The New Stadium

I made a few posts early in December about attending a football game for the first time in many years.  I included some photos and a video which showed the dilapidated off-campus stadium that Florida Atlantic University’s football team  had been playing in, and I noted that the university would play in a new stadium on its main campus in Boca Raton this coming September.

Yesterday, FAU put the following animated video on YouTube showing what their shiny new facility will look like.  It is quite impressive.

I don’t agree with a public university building an expensive athletic facility in an economic climate in which the state government is drastically cutting back on funding education at all levels and raising student tuition and fees – especially when these conditions existed well before the groundbreaking for the new facility, with ample time for the university to reconsider its priorities.

The university would counter, I’m sure, that very little funding for the new stadium has come from public coffers – that funds were either privately raised from university supporters or came to the university as a result of offering their football team as sacrificial lambs to major college football factories.

In the latter case, FAU contracted to play games at the venues of several major college football powers, knowing full well that their team would not be able to compete against these much superior teams. In return they received large sums of money to offset the costs of their athletic programs and to provide major contributions towards building the stadium.  The major colleges have no concern that playing lesser competition would result in  lower attendance.  Their stadia will be filled to capacity regardless of the opposition.  Plus the guaranteed outcome pleases their fans and improves their won-loss records, enhancing  their prospects for invitations to major bowl games and their huge financial rewards.

In the past four years FAU played ten away games against such powerhouses as Nebraska, South Carolina, Texas, Michigan State, Minnesota, Kentucky and Florida – losing all of them by a combined score of 416 to 111.  The disparity in talent was even greater than the scores would indicate, in that their opponents would early on begin substituting freely with 2nd and 3rd string players.

I’m sure the FAU players enjoyed the experience of playing against these powerful teams in their huge and famous stadia before crowds of 70,000 to 100,00o and all the surrounding spectacle.

I wouldn’t have even the slightest concern were FAU a private institution. However, it is not.  As a taxpayer and a firm believer in the vital importance of education I believe these “slaughter” revenues should  have been used exclusively for purposes enhancing higher education, and that the football stadium project should have been deferred.  Perhaps I am mistaken, but I thought that providing students a quality education at a reasonable cost was the primary mission of the university.     …………………………..Silly me!   😉



Filed under Personal Views, Videos

4 responses to “The New Stadium

  1. Steve

    I agree with you but I suspect that we are in the minority, at least the minority of the people that decide these things.

    • Ed

      Sad – but true. But I can definitely guarantee you that there will me a major reordering of priorities when I take over! Heehee…..

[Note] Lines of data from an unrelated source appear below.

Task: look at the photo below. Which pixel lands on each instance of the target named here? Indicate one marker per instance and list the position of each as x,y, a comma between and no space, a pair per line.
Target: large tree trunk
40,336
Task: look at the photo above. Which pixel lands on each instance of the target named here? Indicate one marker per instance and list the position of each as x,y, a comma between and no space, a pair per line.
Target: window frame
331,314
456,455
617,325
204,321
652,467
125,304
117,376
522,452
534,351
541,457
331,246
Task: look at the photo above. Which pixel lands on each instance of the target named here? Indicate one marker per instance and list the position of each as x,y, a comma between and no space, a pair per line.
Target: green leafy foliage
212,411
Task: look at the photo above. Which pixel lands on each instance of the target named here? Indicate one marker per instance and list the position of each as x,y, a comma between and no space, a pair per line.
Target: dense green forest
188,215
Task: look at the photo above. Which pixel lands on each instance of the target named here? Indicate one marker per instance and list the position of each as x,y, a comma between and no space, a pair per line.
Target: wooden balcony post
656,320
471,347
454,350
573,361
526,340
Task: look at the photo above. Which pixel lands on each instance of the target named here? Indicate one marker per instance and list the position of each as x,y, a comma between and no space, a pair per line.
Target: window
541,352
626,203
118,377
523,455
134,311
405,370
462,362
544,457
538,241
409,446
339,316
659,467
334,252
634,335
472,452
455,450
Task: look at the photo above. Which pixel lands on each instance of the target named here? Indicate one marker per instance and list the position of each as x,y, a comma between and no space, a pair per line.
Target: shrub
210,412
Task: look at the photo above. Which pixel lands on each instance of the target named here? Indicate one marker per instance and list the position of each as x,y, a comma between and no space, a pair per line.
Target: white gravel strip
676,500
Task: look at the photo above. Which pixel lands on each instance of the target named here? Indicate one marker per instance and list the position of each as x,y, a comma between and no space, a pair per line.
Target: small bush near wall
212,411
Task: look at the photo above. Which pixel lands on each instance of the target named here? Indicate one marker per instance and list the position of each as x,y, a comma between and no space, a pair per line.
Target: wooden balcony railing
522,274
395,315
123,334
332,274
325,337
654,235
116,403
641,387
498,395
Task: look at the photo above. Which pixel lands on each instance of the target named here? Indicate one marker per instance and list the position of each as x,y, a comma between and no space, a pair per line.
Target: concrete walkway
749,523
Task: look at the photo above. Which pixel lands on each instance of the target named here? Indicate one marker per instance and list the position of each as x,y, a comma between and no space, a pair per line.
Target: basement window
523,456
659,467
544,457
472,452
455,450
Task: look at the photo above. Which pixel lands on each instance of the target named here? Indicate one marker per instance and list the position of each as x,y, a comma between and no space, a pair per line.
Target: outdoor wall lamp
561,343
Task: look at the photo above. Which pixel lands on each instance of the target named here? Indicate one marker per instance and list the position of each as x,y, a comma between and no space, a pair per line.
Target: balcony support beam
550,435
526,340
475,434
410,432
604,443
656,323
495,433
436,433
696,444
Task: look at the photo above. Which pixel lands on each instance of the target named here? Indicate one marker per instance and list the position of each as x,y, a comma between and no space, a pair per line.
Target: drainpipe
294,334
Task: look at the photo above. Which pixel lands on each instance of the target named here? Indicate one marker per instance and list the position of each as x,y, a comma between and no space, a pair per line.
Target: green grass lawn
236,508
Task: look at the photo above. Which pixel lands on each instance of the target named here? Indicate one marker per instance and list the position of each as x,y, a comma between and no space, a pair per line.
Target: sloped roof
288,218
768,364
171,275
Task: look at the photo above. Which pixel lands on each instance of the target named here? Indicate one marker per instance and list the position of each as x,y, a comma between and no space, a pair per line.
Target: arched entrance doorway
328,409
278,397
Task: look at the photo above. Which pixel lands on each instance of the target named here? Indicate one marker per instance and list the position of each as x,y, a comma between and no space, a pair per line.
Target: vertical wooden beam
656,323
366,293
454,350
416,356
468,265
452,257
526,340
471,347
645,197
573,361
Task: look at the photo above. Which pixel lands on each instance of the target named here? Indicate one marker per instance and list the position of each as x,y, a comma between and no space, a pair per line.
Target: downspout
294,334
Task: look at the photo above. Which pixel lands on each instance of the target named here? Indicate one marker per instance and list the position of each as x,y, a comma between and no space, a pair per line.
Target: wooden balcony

  2. In the UK we don’t have so many of these huge stadia but one of the big ‘selling points’ here is community involvement and community use of the finished facility.

    In other words it should also be used by other groups of young people and adults who are not attending the college or university (or school). Since our Association Football clubs have their own stadia (almost without exception) we’re mostly talking about lesser teams and other sports, none of which has a fraction of the money which is lavished on ‘the beautiful game’!

    It seems a rather different perspective here without anything like that amount of commercialisation!

    • Ed

      Like most Americans I go gaga over anything that involves hitting, kicking, carrying, throwing or bouncing a ball. And I believe athletic competition at schools at all levels is a positive aspect of the educational experience for young people, whether they participate or just watch. It fosters a sense of pride and belonging; being a part of something greater than oneself that one can identify with long after his education is finished.

      Nevertheless, I can’t understand how institutions of higher learning can justify paying football coaches million dollar salaries, support them with armies of highly paid assistants and state of the art facilities plus build stadia costing in the hundreds of millions of dollars, while limiting the pay of tenured full professors to a small fraction of the coaches’ salaries and claiming that scarce resources require raising tuitions and fees. It certainly demonstrates that there is something radically wrong with our sense of priorities.